Was this my real life Bridges of Madison County? Was I to love this man and let him go, knowing that my heart will yearn for him for the rest of my life? I wasn’t leaving my husband, I wasn’t leaving my family, I was simply in love. I didn’t not love my husband, I didn’t even think of leaving him. He was all I knew and there was love there, even romantic love but I was head over heels in love with another man. I rode the wave, a little scared and a little excited not knowing where my love for this man will lead.
I have never felt the emotion of “my cup runneth over”…not to say I wasn’t blessed or grateful for all the wonderful things in my life but the emotional fulfillment of “my cup runneth over” was something as a women I had not felt. I had felt loved, I had felt important, I had felt appreciated, and wanted but I had not felt needed in the sense of a man needing a woman. My heart filled with so much joy and love as a woman that I felt that my cup runneth over…with emotion…with love…with joy!
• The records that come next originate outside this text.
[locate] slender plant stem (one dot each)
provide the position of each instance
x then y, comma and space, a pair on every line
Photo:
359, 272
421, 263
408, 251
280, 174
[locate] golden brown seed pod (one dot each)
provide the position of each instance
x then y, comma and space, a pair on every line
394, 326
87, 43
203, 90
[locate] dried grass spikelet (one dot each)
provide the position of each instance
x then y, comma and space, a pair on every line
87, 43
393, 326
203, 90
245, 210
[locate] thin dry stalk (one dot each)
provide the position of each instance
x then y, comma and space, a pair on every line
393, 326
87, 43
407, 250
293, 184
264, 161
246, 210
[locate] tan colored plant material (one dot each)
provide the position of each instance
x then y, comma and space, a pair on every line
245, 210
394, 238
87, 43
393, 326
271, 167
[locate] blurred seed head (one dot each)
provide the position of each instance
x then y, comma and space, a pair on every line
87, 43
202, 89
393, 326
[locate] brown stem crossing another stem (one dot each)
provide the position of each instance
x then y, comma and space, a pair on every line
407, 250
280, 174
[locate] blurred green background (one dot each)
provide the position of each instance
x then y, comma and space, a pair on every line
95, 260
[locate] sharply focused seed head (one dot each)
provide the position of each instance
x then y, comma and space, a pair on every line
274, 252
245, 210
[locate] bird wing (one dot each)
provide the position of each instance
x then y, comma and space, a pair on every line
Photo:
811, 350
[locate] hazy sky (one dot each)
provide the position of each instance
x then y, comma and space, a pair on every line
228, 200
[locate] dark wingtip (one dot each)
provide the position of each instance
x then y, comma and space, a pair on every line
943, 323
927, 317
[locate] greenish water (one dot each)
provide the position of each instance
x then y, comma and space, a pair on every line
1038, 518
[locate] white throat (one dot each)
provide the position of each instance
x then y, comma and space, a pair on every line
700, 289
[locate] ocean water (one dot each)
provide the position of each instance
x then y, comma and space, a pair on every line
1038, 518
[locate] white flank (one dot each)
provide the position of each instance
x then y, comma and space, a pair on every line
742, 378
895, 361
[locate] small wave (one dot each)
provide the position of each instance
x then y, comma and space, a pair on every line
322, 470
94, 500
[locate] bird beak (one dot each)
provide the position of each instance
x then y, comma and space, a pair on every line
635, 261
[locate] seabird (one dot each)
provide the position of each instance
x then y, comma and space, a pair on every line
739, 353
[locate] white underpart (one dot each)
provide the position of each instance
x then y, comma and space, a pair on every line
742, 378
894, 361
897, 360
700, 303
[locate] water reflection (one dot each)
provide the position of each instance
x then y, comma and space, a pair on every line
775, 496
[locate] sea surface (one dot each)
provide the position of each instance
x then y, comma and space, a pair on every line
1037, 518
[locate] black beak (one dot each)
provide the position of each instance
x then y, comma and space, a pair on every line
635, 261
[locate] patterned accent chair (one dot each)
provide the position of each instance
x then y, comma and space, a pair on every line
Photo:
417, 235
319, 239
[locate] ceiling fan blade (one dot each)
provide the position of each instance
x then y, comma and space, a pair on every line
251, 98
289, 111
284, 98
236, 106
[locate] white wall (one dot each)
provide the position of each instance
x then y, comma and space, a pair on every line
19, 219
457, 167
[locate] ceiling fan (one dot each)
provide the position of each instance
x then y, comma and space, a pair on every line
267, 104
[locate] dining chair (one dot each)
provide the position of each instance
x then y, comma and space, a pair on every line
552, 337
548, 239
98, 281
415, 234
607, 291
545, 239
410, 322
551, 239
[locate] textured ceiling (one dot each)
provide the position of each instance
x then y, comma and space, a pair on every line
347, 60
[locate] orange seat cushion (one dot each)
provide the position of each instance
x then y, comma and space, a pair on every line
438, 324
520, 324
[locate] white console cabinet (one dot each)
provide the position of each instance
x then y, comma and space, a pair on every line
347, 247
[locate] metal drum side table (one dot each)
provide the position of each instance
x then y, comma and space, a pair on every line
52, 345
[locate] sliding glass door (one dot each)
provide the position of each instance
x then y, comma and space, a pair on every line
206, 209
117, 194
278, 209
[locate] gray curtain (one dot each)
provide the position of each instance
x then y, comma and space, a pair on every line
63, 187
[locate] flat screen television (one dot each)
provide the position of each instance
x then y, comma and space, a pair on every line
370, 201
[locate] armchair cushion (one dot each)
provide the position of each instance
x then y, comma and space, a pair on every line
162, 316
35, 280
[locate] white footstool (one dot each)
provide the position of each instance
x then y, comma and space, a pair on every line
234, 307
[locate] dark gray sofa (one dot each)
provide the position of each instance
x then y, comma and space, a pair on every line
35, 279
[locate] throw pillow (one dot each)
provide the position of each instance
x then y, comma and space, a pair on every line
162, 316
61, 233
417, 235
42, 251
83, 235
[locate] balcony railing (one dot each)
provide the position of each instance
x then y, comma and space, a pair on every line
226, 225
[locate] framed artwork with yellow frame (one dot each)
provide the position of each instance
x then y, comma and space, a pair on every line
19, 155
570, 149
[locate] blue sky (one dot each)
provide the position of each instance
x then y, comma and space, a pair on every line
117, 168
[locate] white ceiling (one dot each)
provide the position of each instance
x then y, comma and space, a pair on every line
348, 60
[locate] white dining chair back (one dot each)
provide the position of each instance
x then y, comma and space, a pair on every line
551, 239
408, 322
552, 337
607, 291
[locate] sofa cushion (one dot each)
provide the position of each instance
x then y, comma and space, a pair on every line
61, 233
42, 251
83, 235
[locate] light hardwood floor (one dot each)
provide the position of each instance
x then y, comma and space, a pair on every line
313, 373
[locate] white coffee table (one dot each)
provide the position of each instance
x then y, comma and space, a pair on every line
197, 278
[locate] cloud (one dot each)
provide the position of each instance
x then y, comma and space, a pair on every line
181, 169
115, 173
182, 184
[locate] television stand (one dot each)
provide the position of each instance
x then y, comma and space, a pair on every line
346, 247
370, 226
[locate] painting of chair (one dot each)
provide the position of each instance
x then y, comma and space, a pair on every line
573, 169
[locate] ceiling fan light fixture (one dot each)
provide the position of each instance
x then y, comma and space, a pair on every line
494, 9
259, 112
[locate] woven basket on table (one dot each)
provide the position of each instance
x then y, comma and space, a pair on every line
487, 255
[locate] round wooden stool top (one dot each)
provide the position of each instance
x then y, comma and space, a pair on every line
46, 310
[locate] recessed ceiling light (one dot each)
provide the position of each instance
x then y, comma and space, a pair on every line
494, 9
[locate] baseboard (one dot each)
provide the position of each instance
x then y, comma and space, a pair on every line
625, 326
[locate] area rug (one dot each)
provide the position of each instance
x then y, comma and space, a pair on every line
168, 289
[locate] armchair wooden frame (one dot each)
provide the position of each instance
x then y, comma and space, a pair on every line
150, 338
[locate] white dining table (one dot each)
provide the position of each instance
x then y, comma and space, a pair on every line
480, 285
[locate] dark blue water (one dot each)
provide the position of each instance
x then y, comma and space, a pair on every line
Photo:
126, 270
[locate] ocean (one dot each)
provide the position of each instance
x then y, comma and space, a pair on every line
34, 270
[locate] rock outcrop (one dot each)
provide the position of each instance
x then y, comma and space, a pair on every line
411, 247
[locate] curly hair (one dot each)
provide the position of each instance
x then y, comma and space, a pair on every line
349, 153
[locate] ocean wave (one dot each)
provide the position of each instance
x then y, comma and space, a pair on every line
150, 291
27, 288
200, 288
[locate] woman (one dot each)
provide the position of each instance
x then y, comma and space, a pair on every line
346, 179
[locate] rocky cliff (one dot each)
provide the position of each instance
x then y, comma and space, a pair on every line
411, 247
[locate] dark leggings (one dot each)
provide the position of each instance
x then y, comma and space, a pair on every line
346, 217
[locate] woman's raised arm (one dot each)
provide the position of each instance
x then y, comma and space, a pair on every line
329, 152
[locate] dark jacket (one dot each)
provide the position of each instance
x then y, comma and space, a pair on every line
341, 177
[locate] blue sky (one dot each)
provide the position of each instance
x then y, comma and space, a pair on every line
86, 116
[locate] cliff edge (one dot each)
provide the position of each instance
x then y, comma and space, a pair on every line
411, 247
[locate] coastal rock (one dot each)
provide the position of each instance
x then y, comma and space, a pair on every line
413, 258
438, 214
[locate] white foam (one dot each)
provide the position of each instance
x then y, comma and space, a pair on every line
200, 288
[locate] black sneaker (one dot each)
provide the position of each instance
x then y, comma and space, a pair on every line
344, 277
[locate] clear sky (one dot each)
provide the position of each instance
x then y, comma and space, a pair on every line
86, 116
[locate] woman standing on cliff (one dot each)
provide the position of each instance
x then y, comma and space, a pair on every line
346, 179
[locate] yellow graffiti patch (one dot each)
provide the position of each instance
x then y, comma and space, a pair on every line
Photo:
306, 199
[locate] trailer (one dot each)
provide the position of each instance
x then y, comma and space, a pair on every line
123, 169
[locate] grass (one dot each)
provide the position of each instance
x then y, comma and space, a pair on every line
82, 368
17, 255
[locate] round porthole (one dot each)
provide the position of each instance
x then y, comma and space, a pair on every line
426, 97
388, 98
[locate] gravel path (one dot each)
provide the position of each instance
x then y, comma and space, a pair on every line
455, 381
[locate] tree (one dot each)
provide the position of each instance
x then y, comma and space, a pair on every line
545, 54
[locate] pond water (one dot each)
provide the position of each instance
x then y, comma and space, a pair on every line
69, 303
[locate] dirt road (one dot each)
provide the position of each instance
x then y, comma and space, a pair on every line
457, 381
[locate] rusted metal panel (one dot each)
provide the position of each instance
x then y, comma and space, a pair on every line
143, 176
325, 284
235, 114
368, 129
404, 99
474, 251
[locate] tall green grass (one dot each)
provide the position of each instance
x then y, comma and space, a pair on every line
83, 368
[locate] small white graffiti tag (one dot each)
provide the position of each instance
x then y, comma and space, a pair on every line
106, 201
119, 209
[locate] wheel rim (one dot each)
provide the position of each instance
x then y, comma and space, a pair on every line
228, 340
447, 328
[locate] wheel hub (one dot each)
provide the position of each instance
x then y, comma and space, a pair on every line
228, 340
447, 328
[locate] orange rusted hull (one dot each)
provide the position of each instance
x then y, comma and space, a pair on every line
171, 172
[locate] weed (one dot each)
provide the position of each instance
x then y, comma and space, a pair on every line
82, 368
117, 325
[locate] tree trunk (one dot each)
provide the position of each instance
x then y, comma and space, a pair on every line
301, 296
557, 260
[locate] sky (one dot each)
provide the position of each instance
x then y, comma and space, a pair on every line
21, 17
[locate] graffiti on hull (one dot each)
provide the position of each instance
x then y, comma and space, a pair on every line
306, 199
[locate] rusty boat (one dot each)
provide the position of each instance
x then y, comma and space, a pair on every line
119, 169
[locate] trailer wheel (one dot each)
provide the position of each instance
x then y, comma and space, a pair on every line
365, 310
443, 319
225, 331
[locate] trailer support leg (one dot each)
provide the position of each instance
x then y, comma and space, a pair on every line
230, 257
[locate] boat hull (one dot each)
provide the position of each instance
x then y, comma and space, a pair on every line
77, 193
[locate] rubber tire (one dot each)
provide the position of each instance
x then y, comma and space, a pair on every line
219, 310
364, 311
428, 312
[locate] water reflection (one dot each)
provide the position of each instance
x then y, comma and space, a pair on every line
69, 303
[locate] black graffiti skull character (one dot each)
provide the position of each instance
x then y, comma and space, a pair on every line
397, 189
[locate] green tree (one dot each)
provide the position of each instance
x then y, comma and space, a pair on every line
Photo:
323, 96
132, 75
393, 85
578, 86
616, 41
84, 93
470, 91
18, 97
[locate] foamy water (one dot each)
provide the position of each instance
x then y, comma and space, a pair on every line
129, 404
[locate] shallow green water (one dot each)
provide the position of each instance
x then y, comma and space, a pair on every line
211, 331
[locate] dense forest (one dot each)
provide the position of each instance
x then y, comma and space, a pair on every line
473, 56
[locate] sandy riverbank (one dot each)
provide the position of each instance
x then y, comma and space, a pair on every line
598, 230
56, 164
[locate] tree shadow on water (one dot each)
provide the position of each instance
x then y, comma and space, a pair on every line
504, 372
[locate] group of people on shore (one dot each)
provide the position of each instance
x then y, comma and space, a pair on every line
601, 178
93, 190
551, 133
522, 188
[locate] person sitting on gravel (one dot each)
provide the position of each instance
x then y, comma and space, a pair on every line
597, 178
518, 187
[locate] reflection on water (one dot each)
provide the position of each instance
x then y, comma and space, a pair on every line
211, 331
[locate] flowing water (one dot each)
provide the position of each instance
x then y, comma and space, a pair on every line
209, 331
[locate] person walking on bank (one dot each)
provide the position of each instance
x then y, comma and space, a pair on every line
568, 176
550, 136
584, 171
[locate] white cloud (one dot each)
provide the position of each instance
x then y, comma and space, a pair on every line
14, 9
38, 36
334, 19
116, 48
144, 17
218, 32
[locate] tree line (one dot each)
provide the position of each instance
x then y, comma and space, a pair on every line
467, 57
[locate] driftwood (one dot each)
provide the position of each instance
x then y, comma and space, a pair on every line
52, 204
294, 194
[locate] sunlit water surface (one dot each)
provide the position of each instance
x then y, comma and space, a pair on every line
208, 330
Life as I knew it was…not bad! Not unhappy…filled, busy, productive. Even though I had a husband, I often felt like a single parent because he was not only absent physically but emotionally as well. Not for any other reason other than building a business. He had not checked out of the married, and neither had I. This is why when my heart fell for another, I was surprised! Even when in love with another, I was not unhappy in my marriage. But ultimately, if I had to choose, I could not see my life without my new love. For someone who had been with their husband since 15, I should not have been ready to see my life with another man. My husband was all I knew…life as I knew it. But here I was, in love with another! For a long time, I figured this was my Bridges of Madison County experience. Loving another, knowing he fills my heart but knowing it will never come to fruition. I had a life already….life as I knew it!
Why do we love who we love??? Is it a biological connection that we have with this person, is it a physical reaction, a intellectual interaction? Whatever it may be for you, some love grows into a long lasting relation that you cannot even explain. I did not want to fall in love, I was not looking for love, I had love…why was I here again? My heart wasn’t lonely but my soul was. My heart didn’t need another, but my mind did. I loved my husband, so why was my entire being falling for this other man? I shouldn’t have been, I didn’t want to be. Could I have stopped it? Maybe on the outside I could have, but on the inside, I was losing the battle. Love can be beautiful, how did I fight beauty?